The public protector found Ramaphosa did mislead Parliament. Mkhwebane also found that Ramaphosa used his position to solicit funds, but this was not within her jurisdiction to investigate, said Justice Jafta.
She proceeded to find on whether he personally benefited and concluded that by failing to declare, he breached paragraph 2 of the Ethics Code, which was also not within the scope of the probe.
Ramaphosa, the National Prosecuting Authority and the national police commissioner then launched an application to challenge the report.
Justice Jafta says Mkhwebane changed the wording of a paragraph to include that Ramaphosa deliberately misled Parliament. On the basis on the changed quote, she concluded he deliberately misled Parliament because he did not give a well-informed response.
The justice says she was wrong in doing this, as what she did went beyond the parameters of interpretation. Justice Jafta says Mkhwebane did not have the authority to probe matters outside the complaint lodged. Mkhwebane is not empowered to probe private funds of political parties as it is not a state affair.
There is no evidence of money-laundering as the funds only passed through one account and not any other intermediaries. Mkhwebane had no authority to make remedial findings on the Speaker of Parliament, the NPA head and the national police commissioner.
The Concourt found that the High Court had erred in declining amaBhungane’s complaint.
Mkhwebane, the EFF and the amaBhungane Centre for Investigative Journalism took their fight for access to the financial records of Ramaphosa’s CR17 campaign to the Constitutional Court.

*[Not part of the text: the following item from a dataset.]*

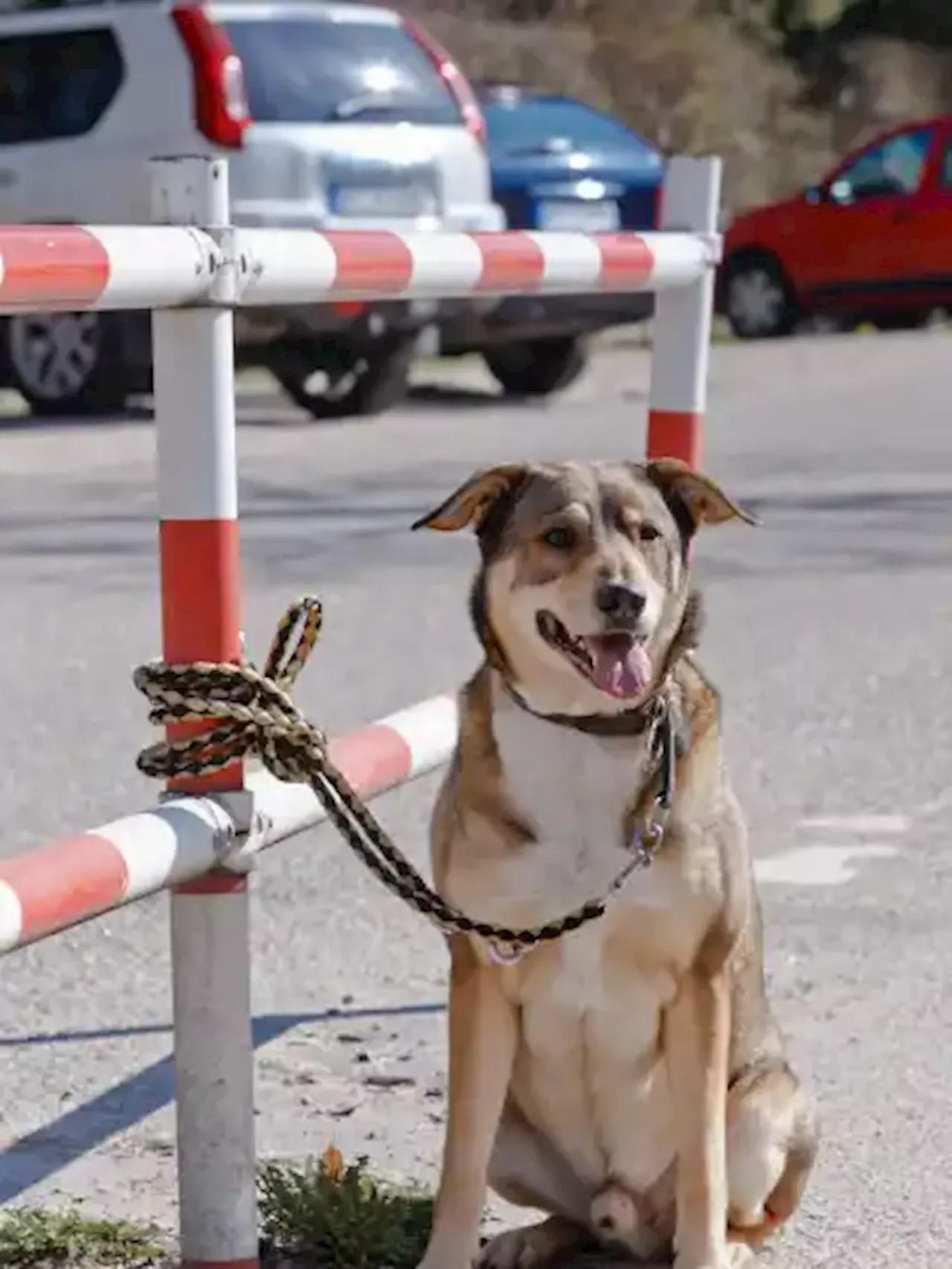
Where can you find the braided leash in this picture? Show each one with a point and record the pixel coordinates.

In March last year, a full bench of the high court – which included Judge President Dunstan Mlambo, judges Keoagile Matojane and Raylene Keightley – reviewed, declared invalid and set aside Mkhwebane’s decision to investigate and report on the CR17 election campaign.
The high court found that Mkhwebane had no jurisdiction to investigate the complaints lodged by former DA leader Mmusi Maimane and EFF deputy president Floyd Shivambu as well as the CR17 campaign and its donations.
In an affidavit dated July 27, 2020 and filed by Ramaphosa’s lawyer, Peter Harris of Harris Nupen Molebatsi Attorneys, the president stated that the issues amaBhungane seek to ventilate in the apex court were not decided at the high court because the centre elected not to enter into the debate regarding the proper interpretation of the Executive Ethics Code.
According to Harris, amaBhungane’s reasons for asking the ConCourt to entertain its application are without merit and mutually destructive.
He told the court amaBhungane were wrong to claim that the high court found that the Ethics Code did not require the disclosure of donations made to intra-party campaigns such as the CR17 campaign.
At the high court, the EFF applied for leave to appeal the full bench’s judgment to the Supreme Court of Appeal.
In an affidavit filed by its leader Julius Malema in May, the EFF insisted that Mkhwebane had the requisite jurisdiction to investigate the CR17 campaign as Ramaphosa has a duty to avoid the risk of conduct placing him in a conflict of interest.
Ramaphosa has also stated that, until the Concourt rules on Mkhwebane’s appeal application, he will not consider suspending her – pending the Parliamentary inquiry into her fitness to hold office.
This morning’s ruling will therefore have potentially significant implications for the public protector – who has challenged the constitutionality of the rules governing her impeachment inquiry – remaining in office.